Exchanges are like casinos, places where the house rarely loses. So it is odd that the headlines in Hong Kong this week were about an exchange that’s just gone bust.
In a dramatic announcement last weekend the Hong Kong Mercantile Exchange (HKMEx) said it didn’t have enough cash to cover the nine months of operations required by regulators and so surrendered its licence. The shutdown was a shock. HKMEx had just celebrated its second trading anniversary and came less than six months after Hong Kong’s much older stock exchange had completed a high profile $2.2 billion takeover of the London Mercantile Exchange (LME).
On the day that HKMEx was shuttered only 200 dollar-denominated gold and silver futures contracts were outstanding. That these were the sole products offered tells the story about why the exchange has failed: it simply hadn’t been able to build critical mass. By comparison the London Mercantile Exchange reported a record 14.5 million lots traded in April. The recent collapse in gold prices may have triggered HKMEx’s demise, wrote the South China Morning Post, but it also looks to have put “a bad idea out of its misery”.
The HKMEx wasn’t considered such a bad idea when it was first mooted in 2006, setting out with a view to extending China’s influence in the global commodity markets. China might be the world’s biggest consumer of natural resources but prices for commodities continue to be set in London and Chicago. HKMEx’s founder and chairman Barry Cheung argued repeatedly that the new exchange could provide an important counterbalance.
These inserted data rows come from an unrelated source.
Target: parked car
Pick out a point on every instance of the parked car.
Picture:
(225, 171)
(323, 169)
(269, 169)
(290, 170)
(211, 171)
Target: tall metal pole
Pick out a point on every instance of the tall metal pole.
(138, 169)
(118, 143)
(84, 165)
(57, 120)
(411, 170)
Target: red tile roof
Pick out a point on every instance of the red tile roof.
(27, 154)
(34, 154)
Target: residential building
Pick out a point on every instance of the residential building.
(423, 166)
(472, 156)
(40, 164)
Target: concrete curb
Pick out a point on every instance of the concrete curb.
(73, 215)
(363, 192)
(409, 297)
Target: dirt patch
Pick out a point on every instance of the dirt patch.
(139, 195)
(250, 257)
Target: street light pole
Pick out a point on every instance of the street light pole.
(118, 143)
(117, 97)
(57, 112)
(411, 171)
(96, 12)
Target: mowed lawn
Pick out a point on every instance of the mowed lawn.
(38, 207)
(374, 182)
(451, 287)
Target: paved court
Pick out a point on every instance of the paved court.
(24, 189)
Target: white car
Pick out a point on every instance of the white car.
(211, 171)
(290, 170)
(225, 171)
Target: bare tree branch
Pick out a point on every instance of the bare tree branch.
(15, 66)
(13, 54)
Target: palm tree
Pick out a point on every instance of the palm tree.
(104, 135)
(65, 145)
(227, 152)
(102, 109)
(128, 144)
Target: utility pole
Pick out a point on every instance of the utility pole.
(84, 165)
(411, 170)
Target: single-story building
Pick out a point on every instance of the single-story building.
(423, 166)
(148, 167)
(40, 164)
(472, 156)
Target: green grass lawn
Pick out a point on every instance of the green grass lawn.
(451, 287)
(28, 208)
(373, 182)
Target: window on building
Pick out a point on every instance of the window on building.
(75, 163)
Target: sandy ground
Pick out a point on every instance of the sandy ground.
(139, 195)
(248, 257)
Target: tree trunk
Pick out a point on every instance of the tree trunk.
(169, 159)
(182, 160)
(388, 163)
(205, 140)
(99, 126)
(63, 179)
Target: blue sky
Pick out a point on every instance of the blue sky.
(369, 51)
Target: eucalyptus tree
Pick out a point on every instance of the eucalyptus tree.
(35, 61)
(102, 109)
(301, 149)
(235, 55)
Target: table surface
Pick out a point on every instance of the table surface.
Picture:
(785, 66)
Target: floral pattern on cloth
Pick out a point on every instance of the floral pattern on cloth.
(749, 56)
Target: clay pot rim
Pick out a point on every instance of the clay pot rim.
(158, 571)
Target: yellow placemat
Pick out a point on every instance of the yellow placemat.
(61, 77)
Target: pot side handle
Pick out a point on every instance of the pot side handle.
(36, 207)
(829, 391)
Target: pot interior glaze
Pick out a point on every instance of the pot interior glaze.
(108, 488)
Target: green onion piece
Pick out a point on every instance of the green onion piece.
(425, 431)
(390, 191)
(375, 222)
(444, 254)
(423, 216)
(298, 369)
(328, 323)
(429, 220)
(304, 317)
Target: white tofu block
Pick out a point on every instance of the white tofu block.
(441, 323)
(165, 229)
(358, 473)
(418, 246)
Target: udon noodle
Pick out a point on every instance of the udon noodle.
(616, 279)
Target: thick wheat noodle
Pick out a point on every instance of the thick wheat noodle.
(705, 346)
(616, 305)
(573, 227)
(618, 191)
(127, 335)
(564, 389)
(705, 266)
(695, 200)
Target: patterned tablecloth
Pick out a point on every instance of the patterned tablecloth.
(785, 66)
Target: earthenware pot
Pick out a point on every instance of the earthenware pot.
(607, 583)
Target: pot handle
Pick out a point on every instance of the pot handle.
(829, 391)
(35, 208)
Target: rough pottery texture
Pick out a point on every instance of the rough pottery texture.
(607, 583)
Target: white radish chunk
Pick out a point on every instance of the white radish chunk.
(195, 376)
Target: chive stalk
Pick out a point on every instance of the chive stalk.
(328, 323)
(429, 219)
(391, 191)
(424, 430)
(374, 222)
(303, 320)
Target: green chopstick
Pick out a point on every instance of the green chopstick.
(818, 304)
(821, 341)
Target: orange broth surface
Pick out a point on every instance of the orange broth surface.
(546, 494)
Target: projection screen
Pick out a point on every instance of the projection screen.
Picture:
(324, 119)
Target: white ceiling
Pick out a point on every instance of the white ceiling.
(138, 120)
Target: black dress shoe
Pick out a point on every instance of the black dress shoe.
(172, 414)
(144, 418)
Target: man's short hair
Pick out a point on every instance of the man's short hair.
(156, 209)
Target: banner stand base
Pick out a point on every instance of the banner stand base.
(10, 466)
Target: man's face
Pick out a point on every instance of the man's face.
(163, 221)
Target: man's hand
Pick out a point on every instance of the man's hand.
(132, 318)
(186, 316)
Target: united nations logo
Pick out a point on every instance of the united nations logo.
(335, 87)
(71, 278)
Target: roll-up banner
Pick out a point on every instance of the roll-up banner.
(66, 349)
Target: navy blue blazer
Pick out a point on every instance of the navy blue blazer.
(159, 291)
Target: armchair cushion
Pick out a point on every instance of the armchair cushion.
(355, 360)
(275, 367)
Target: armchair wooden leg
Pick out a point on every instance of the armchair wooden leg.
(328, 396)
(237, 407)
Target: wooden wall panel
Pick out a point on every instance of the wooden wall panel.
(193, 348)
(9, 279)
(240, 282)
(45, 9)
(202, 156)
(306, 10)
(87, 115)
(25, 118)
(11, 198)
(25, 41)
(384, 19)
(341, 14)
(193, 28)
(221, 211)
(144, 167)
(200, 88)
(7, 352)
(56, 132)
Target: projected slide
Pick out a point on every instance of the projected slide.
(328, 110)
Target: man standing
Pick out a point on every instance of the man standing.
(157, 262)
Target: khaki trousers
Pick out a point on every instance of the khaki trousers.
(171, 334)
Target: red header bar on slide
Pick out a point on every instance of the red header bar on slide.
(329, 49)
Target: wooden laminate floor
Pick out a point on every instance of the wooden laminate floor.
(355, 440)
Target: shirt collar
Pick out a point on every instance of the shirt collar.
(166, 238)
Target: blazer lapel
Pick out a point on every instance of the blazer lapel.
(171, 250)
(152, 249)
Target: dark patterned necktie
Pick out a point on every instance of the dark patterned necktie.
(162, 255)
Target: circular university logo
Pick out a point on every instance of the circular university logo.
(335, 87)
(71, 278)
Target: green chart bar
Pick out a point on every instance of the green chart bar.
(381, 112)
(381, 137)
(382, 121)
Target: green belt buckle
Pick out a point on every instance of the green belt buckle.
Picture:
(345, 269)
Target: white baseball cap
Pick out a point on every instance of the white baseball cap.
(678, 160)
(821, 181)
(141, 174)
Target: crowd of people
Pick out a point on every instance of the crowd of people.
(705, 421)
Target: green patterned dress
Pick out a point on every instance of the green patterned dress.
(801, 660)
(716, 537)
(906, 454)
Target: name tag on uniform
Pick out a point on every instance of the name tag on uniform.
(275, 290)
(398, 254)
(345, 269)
The exchange’s backers were a roll call of big names, including the likes of China’s largest bank and shipping firm – ICBC and Cosco – and Russian commodity giant En+ Group (formerly chaired by Nathaniel Rothschild, a scion of the world’s most storied banking family). Cheung himself has a pretty impressive CV, running Hong Kong’s Urban Renewal Authority which controls the largest urban land reserve in the city. He was also Hong Kong Chief Executive CY Leung’s campaign manager during last year’s rancorous election (see WiC144). On the commercial side, the former McKinsey executive previously chaired Russian energy heavyweight UC Rural and sits on the board of Gateway Energy, the Asian unit of EIG Global Energy, which manages $10 billion worth of natural resources assets.
Cheung’s fall from grace has been equally spectacular. On Tuesday, Hong Kong police raided HKMEx’s offices and arrested four people on allegations of falsifying accounts. Cheung’s position in Hong Kong’s cabinet – known locally as ExCo – has also been suspended pending the investigation. The implosion now has the territory buzzing with conspiracy theories, with Sing Tao Daily describing HKMEx’s collapse as a “magnitude-7 earthquake” that further weakens the territory’s leader Leung, given his close relations with Cheung.
While commodities markets have barely blinked at the HKMEx’s closure, its impact in Hong Kong has been huge. Political fallout aside, the failure of an exchange is a major embarrassment for Asia’s top financial centre.
Some media preferred to dwell on the exchange’s flawed business plan. For example, the Hong Kong Economic Times noted that HKMEx’s hopes of breaking into oil futures weren’t supported by Beijing. Chinese oil importers were already using commodity exchanges in Shanghai, Dalian and Zhengzhou, while international players preferred the more established LME. HKMEx had no competitive advantage in futures contracts in this key commodity.
Worse, competition from exchanges in China itself has been increasing. The Xinhua Mercantile Exchange (XME) opened this month in China’s oil capital, Daqing. The new venture – part of the Xinhua News Agency – aims to provide spot trading on fuel oil and methanol, with the XME forecasting that trading value will reach Rmb30 billion ($4.8 billion) this year before rising to more than Rmb80 billion by 2015. The Beijing Petroleum Exchange may also offer fresh products later this month, according to the China Business Journal.